A ‘bar or bars’ forms at the mouth of a river by silt and sediment being deposited by the outgoing stream. Over time the sandbars shift and any permanent channel buoys would have to be relocated. As there are bars up and down the coasts of Australia, the marine agency makes use of AIS - Automatic Information System - which is what allows you to see our position on the chart at the top of the blog and allows us to see any vessel, yacht or AIS beacon.
At some bars, than using physical buoys to mark the channel, virtual AIS beacons are used. These can be seen on a chart plotter if you use AIS and we do. All the green and red marks on the chart are AIS beacons. This is the first time we’ve run across this and it is very reassuring, particularly when the marine agency posts that they’ve just relocated them due to changes to the bar. This happened the week before we were due to cross.

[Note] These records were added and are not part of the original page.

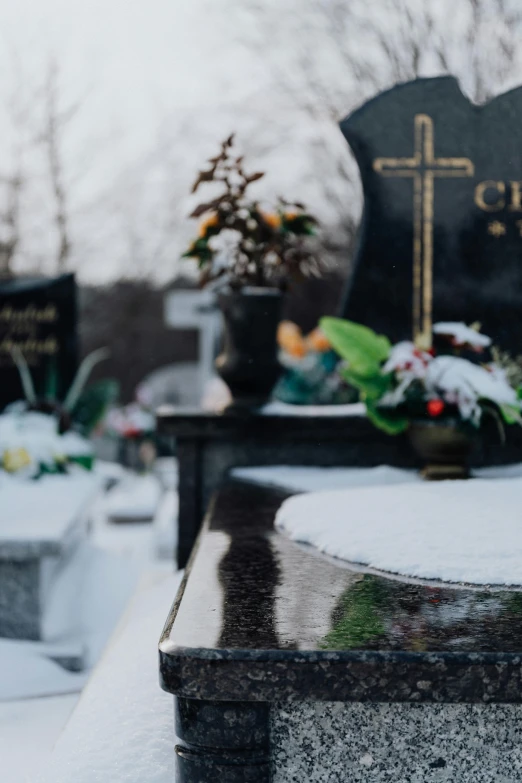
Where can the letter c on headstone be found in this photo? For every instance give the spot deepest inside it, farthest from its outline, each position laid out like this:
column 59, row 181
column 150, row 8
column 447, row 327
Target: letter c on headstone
column 480, row 192
column 516, row 197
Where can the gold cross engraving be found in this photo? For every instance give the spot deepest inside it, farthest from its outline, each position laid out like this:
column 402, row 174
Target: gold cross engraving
column 423, row 167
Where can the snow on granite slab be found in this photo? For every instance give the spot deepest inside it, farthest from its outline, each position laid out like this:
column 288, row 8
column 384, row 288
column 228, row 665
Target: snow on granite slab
column 134, row 499
column 313, row 479
column 123, row 727
column 456, row 531
column 277, row 408
column 39, row 514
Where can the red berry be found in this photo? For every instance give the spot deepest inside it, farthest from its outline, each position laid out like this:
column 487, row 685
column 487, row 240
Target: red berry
column 435, row 407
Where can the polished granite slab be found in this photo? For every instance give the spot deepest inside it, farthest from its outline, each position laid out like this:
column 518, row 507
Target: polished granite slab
column 210, row 443
column 261, row 619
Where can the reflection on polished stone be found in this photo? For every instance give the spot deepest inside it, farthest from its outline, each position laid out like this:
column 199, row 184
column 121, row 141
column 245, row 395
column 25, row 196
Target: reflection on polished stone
column 261, row 591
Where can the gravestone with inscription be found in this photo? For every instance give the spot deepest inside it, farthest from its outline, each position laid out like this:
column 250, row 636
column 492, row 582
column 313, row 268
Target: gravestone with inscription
column 441, row 236
column 39, row 317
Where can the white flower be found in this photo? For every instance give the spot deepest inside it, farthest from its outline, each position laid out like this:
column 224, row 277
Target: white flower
column 407, row 360
column 225, row 246
column 463, row 383
column 461, row 334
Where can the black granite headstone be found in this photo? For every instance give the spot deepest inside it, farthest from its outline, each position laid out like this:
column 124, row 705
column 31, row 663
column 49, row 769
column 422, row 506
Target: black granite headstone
column 441, row 236
column 39, row 316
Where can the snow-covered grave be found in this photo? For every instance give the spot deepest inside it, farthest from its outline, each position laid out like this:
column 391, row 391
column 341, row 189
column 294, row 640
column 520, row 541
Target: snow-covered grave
column 42, row 526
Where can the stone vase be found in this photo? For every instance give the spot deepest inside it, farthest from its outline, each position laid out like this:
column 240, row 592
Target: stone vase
column 444, row 446
column 249, row 364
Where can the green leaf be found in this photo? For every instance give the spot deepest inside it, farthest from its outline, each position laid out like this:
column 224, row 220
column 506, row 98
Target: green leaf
column 511, row 414
column 387, row 422
column 93, row 403
column 51, row 380
column 361, row 347
column 372, row 386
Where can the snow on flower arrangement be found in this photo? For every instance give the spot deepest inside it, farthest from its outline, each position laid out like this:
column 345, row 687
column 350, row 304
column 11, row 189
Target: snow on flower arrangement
column 42, row 434
column 242, row 244
column 310, row 366
column 31, row 445
column 455, row 379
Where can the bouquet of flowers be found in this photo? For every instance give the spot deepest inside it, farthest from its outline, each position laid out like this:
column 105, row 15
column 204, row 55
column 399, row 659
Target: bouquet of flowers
column 456, row 379
column 243, row 244
column 311, row 366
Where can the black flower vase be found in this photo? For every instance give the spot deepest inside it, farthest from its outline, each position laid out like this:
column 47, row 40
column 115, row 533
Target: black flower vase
column 249, row 364
column 444, row 446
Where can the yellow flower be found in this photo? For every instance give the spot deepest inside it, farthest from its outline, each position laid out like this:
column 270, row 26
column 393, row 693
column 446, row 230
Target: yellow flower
column 272, row 219
column 209, row 222
column 317, row 341
column 290, row 339
column 16, row 459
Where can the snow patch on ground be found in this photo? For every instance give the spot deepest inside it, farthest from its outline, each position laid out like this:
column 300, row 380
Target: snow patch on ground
column 457, row 531
column 43, row 510
column 305, row 479
column 123, row 727
column 39, row 722
column 134, row 498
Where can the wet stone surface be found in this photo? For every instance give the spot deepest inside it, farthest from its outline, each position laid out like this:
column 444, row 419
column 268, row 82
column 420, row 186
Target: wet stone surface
column 262, row 618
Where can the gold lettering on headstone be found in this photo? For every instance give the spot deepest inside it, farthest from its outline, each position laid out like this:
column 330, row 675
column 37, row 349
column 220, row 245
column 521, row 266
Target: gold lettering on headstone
column 516, row 197
column 480, row 192
column 497, row 229
column 423, row 167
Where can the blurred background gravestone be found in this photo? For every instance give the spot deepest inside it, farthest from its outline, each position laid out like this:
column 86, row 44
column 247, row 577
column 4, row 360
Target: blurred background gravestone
column 441, row 235
column 39, row 317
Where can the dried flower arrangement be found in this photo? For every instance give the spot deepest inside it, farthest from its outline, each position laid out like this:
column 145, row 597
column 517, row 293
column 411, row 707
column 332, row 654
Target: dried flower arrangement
column 241, row 244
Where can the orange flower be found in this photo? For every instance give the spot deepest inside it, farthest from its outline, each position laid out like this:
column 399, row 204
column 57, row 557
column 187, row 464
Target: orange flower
column 272, row 219
column 317, row 341
column 211, row 220
column 290, row 339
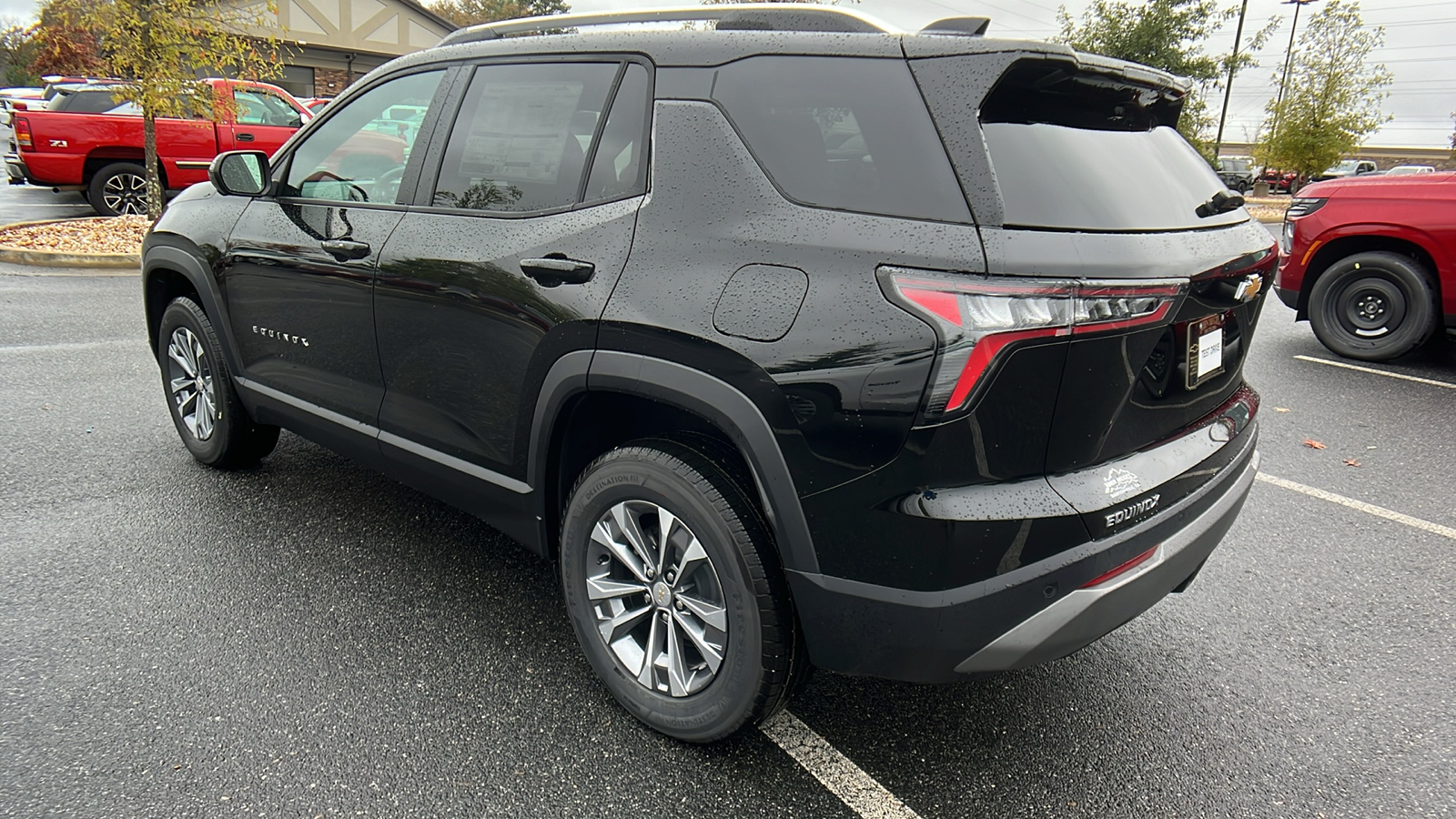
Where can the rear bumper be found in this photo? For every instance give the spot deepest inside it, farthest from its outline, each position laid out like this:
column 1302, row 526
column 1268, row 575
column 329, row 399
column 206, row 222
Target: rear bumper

On the chart it appears that our route, the grey line, takes us over shallows, but we know to follow the clearly marked virtual AIS beacons.
For your information and amusement two videos about crossing the Southport Bar, which we successfully completed when we left Brisbane for Iluka. (I will have to go cover Brisbane in the next post. We are stopping in so many places for quite short lengths of time that I cannot keep up.)
Choosing the right conditions to cross a bar is important. We are very conservative in choosing to go or not to go.
How to cross the Southport Seaway.
How not to cross the Southport Seaway. Yikes.
This morning, when conditions are right, in about 10 minutes says the Captain, we will be upping anchor and heading out through the Clarence River Bar, turning right and heading a little further south.